Look at Urban Company: they reported a big profit of ₹240 crore the year before IPO after years of losses. But most of that profit came from a one-time tax credit, not real business earnings. After listing, losses returned, and the stock price dropped.

Mamaearth showed a similar pattern — profits before IPO, losses after. DroneAcharya went even further: SEBI found that over a third of their revenue was fake, coming from shell companies. Without those fake sales, they would have reported losses instead of profits.

Why Do Retail Investors Still Get Trapped?

Despite all this, many retail investors fall for the hype around IPOs due to strong marketing. Brokerages, news channels, influencers, and rating agencies often work in a web that promotes these IPOs aggressively, making them look like unmissable opportunities.

Even founders or key company promoters sometimes use popular influencers to pump excitement before the IPO, ensuring high valuations they can exit at.

What Can Be Done To Protect Investors?

  • Greater transparency: Companies must disclose how much money is actually going to fund growth and how much is for insiders to exit.

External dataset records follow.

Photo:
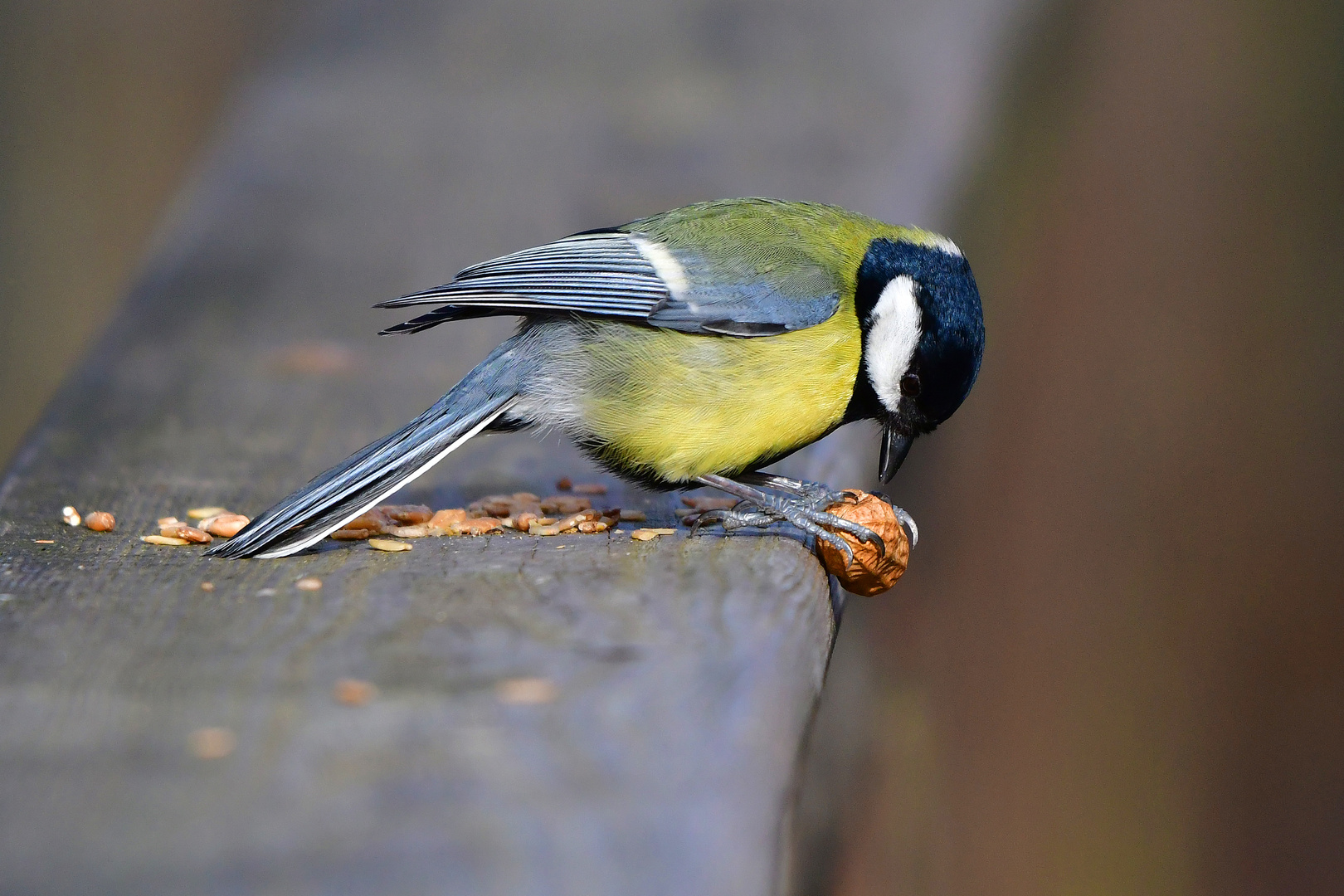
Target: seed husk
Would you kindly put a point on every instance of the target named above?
(163, 539)
(526, 692)
(442, 520)
(407, 514)
(475, 525)
(186, 533)
(567, 524)
(355, 535)
(647, 535)
(565, 504)
(212, 743)
(226, 525)
(410, 531)
(353, 692)
(101, 522)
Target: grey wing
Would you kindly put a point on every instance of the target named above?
(613, 275)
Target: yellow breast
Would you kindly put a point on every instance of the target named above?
(675, 406)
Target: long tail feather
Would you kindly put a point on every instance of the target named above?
(377, 470)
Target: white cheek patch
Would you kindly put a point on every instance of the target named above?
(893, 338)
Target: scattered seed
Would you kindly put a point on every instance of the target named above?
(567, 524)
(475, 525)
(410, 531)
(163, 539)
(442, 520)
(212, 743)
(565, 504)
(186, 533)
(526, 692)
(101, 522)
(645, 535)
(353, 692)
(226, 525)
(407, 514)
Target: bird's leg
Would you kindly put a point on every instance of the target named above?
(801, 512)
(823, 496)
(816, 494)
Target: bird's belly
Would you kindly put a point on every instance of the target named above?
(670, 406)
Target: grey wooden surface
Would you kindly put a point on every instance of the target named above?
(377, 152)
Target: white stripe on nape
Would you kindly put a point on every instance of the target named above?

  • Stricter SEBI oversight: Regular checks to catch financial engineering and fake revenues before IPOs.

  • Educating retail investors: Awareness programs so everyday investors understand the difference between real growth and accounting tricks.

  • Regulating hype: Cracking down on paid promotions and undisclosed conflicts of interest among brokers and influencers.

  • Encouraging genuine fresh issues: Incentivizing companies to raise capital primarily for growth, not pure exits.


This pattern of IPOs mainly benefiting promoters, along with financial manipulation, highlights the need for retail investors to be cautious. Always look beyond the glossy marketing and dig into whether the company really stands to benefit from your investment.